Pour Modeste Bahati Lukwebo, l’âge de la Constitution n’est nullement le problème. Il estime que sa famille politique, qui bénéficie de la confiance de la population, doit se mettre au travail. Il déplore par ailleurs que ceux qui soutiennent aujourd’hui l’hypothèse d’un changement ou d’une révision soient les mêmes qui, hier, avaient défendu cette Constitution.

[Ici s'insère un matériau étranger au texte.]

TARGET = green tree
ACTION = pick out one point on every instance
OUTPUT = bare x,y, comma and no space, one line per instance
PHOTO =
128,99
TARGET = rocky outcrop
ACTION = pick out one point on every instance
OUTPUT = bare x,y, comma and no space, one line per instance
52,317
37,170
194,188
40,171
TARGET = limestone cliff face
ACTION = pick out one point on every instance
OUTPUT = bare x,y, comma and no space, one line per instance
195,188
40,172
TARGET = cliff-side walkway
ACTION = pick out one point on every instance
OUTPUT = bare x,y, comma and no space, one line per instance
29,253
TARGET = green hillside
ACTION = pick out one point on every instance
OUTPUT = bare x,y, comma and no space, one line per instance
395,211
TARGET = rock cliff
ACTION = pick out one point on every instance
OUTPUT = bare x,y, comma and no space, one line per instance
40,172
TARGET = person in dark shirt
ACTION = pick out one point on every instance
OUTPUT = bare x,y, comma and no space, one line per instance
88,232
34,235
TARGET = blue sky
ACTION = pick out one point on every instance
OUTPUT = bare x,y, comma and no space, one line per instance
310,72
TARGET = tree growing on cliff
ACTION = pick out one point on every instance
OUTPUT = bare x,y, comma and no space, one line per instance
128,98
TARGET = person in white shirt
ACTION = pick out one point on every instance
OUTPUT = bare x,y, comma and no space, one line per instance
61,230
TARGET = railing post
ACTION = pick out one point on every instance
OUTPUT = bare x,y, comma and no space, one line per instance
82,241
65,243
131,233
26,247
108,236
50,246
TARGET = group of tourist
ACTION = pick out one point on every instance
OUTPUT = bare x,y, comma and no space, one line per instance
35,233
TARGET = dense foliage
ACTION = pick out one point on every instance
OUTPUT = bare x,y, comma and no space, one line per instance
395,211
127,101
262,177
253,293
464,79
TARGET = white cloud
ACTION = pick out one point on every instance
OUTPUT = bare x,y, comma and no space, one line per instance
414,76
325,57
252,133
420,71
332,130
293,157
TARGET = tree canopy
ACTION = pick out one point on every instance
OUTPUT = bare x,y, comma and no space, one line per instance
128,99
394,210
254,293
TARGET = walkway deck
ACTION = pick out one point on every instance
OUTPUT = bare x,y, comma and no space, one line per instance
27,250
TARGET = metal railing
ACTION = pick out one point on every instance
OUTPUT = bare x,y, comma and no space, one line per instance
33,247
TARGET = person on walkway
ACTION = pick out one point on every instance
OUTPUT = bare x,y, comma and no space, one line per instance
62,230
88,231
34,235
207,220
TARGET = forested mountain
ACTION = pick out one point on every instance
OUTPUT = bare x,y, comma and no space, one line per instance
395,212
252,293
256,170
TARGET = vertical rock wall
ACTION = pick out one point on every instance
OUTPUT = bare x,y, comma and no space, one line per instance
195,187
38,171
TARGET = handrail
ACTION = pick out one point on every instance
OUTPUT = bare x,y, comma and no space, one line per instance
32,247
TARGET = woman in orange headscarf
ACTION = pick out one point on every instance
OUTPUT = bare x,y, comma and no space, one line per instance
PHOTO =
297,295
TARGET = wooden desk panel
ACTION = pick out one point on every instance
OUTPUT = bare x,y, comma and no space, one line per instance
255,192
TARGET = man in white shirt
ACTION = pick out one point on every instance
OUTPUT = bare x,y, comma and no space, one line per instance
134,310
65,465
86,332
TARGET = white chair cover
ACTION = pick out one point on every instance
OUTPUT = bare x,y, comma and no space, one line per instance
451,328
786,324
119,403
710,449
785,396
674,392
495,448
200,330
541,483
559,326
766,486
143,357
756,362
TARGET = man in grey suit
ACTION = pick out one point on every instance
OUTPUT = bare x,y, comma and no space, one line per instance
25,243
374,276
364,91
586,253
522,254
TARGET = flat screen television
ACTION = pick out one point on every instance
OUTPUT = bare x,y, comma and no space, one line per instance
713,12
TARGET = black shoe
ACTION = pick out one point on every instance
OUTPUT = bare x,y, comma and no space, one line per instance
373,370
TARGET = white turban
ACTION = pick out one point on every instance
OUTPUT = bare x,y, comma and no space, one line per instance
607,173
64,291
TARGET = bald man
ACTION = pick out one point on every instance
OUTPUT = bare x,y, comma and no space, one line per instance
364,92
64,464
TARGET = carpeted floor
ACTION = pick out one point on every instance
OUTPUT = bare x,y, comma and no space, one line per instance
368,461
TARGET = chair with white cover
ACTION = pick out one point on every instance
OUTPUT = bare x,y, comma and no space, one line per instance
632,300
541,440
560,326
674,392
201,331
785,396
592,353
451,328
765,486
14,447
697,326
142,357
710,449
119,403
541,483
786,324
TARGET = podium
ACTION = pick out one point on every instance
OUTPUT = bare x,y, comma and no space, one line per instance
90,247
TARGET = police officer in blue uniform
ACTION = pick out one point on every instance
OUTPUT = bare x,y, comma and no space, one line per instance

"Quelqu’un d’autre qui disait ici que même des gens âgés de 50 ou 60 ans font preuve d’immaturité dans leur gestion. Alors, si ceux qui ont 50 ou 60 ans ne sont pas matures, vous voulez qu’une Constitution de 17 ans soit vieille ? Non. Disons  la vérité, mais ils ne veulent pas nous dire ce qu’ils veulent. Qu’ils le disent ouvertement. Nous, nous savons que nous nous préparons. Et notre famille politique, à ce jour, bénéficie de la confiance d’une grande partie de la population. Travaillons pour que nous puissions continuer cette action. Mettons-nous au travail. Évitons les petits jeux, moi je ne suis pas dans ce débat là, Et surtout, quand je constate que ceux qui se disent géniteurs, ceux qui devaient protéger cette Constitution,ne le font pas, Ceux qui l’avaient vantée hier, quelques jours après, se réveillent et disent qu’elle devient mauvaise. Alors, qu’allons-nous retenir ? Ceux qui l’avaient dit avant ou bien ceux qui le disent maintenant ? À vous de juger" a souligné le sénateur élu de la province du Sud-Kivu

Au lendemain de sa réélection à la tête du pays pour un second mandat, le Chef de l’État, Félix Tshisekedi, ainsi qu’une bonne partie des membres de sa famille politique, ont soutenu l’idée de retoucher la Constitution. Le Président de la République n’avait pas exclu l’option d’interroger la population, c’est-à-dire d’organiser un référendum, afin de décider du maintien ou non de cette loi fondamentale. Toutefois, ce projet a été retardé en raison de la résurgence des violences liées à l’activisme de la rébellion de l’AFC/M23, soutenue par le Rwanda, et qui contrôle de vastes pans des provinces du Nord-Kivu et du Sud-Kivu.

Malgré cette accalmie relative, l’opposition politique a toujours soupçonné et accusé le régime Tshisekedi de ne pas avoir abandonné son projet. Elle continue d’alerter sur les conséquences d’une telle démarche pour la vie de la nation, dans un contexte de crise sécuritaire persistante.